A: These two LPs normally don’t invest in first-time funds. I think the reason is our unique strategy of investing in Europe, but bringing a Chinese strategic co-investor. If you look at Chinese out-bound investments, very few are successful. But the two deals we have done are among those potential successes.
Q: You monitor cross-border deals in and out of China. What are some trends that you think will emerge in the next new years in the Chinese M&A scene?
A: We launched our own research on that, which we call the Dragon Index. In 2011, Europe was the number one destination for Chinese outbound investments. There were around US$68 billion Chinese outbound deals last year, half were green field projects. Out of the US$34 billion of M&A activity, a third went to Europe. Approximately US$6 billion went to North America, evenly split between the U.S. and Canada. Around US$9 billion went to Africa and so on.

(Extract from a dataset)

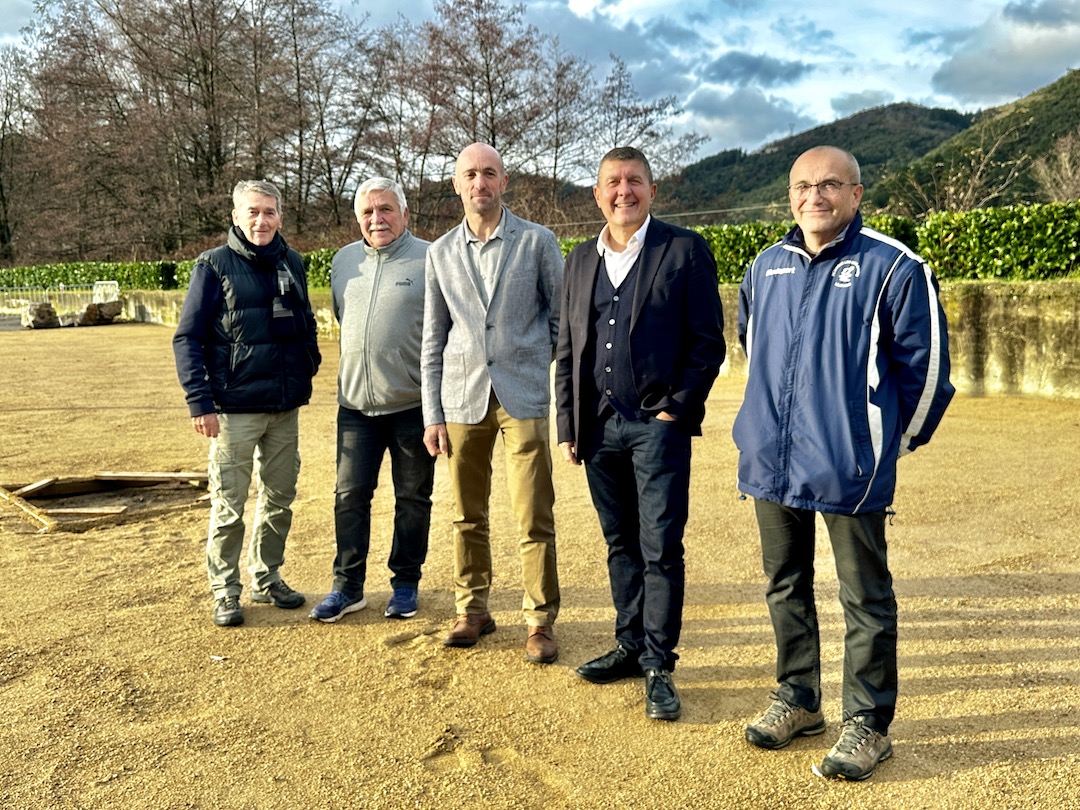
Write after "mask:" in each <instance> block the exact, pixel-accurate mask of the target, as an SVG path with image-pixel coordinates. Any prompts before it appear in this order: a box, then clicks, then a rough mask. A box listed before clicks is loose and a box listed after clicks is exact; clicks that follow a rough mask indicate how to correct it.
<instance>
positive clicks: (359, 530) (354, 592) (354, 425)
mask: <svg viewBox="0 0 1080 810" xmlns="http://www.w3.org/2000/svg"><path fill="white" fill-rule="evenodd" d="M337 434H338V435H337V486H336V488H335V498H334V529H335V535H336V540H337V556H335V558H334V590H335V591H345V592H346V593H349V594H354V595H362V594H363V593H364V582H365V580H366V578H367V550H368V546H369V545H370V540H372V497H373V496H374V495H375V488H376V487H377V486H378V485H379V468H380V467H381V465H382V457H383V456H384V455H386V451H387V450H390V474H391V477H392V478H393V483H394V534H393V540H392V544H391V546H390V561H389V564H388V565H389V567H390V570H391V572H392V575H393V576H392V577H391V578H390V584H391V585H392V586H395V585H411V586H414V588H415V586H416V585H417V583H418V582H419V581H420V568H421V566H422V565H423V562H424V559H426V558H427V557H428V529H429V527H430V526H431V489H432V483H433V481H434V475H435V459H434V458H432V457H431V456H430V455H429V454H428V449H427V448H426V447H424V446H423V416H422V414H421V413H420V408H409V409H408V410H402V411H399V413H396V414H389V415H387V416H364V415H363V414H362V413H360V411H359V410H352V409H351V408H346V407H341V406H339V407H338V422H337Z"/></svg>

Secondly, we see more and more private companies doing deals. The volume is still dominated by State-Owned Enterprises as they do all the big resource and energy deals. But in terms of the number of deals, private companies are taking more share. Lastly, about 70% of the deals during the second quarter of this year were minority deals.

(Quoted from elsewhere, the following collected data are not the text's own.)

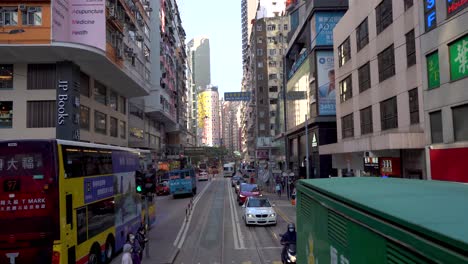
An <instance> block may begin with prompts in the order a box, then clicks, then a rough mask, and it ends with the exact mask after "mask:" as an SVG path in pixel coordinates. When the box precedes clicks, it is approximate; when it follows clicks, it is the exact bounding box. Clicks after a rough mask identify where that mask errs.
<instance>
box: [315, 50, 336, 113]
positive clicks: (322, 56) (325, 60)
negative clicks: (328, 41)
mask: <svg viewBox="0 0 468 264" xmlns="http://www.w3.org/2000/svg"><path fill="white" fill-rule="evenodd" d="M316 58H317V85H318V91H317V98H318V106H319V115H336V102H335V95H336V91H335V70H334V62H333V51H317V56H316Z"/></svg>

Q: Your two deals so far have been both investing into public companies. You are a private equity firm. How do you justify that?
A: It’s the same question that our LPs ask us. We are a private equity fund, and most of our deals will be investing in private companies. But when you start a new fund, you need to be cautious. So we did these two deals to minimize our risk. We wanted to do deals that are obvious and make our strategy immediately clear to investors. Club Méditerranée and Bang & Olufsen are global brands. Of course, now our entire team is focused on investing into private companies.
About André Loesekrug-Pietri:
André Loesekrug-Pietri is founder and managing partner of A Capital, a private equity firm focused on investing into European midcap companies with strong potential in China with Chinese co-investors. Previously, André cofounded CEL Partners, a European growth capital fund dedicated to China focused on clean tech and healthcare. He also developed Jaccar Capital Fund, a PE fund for Vietnam and China, and managed Burelle Participations until 2005.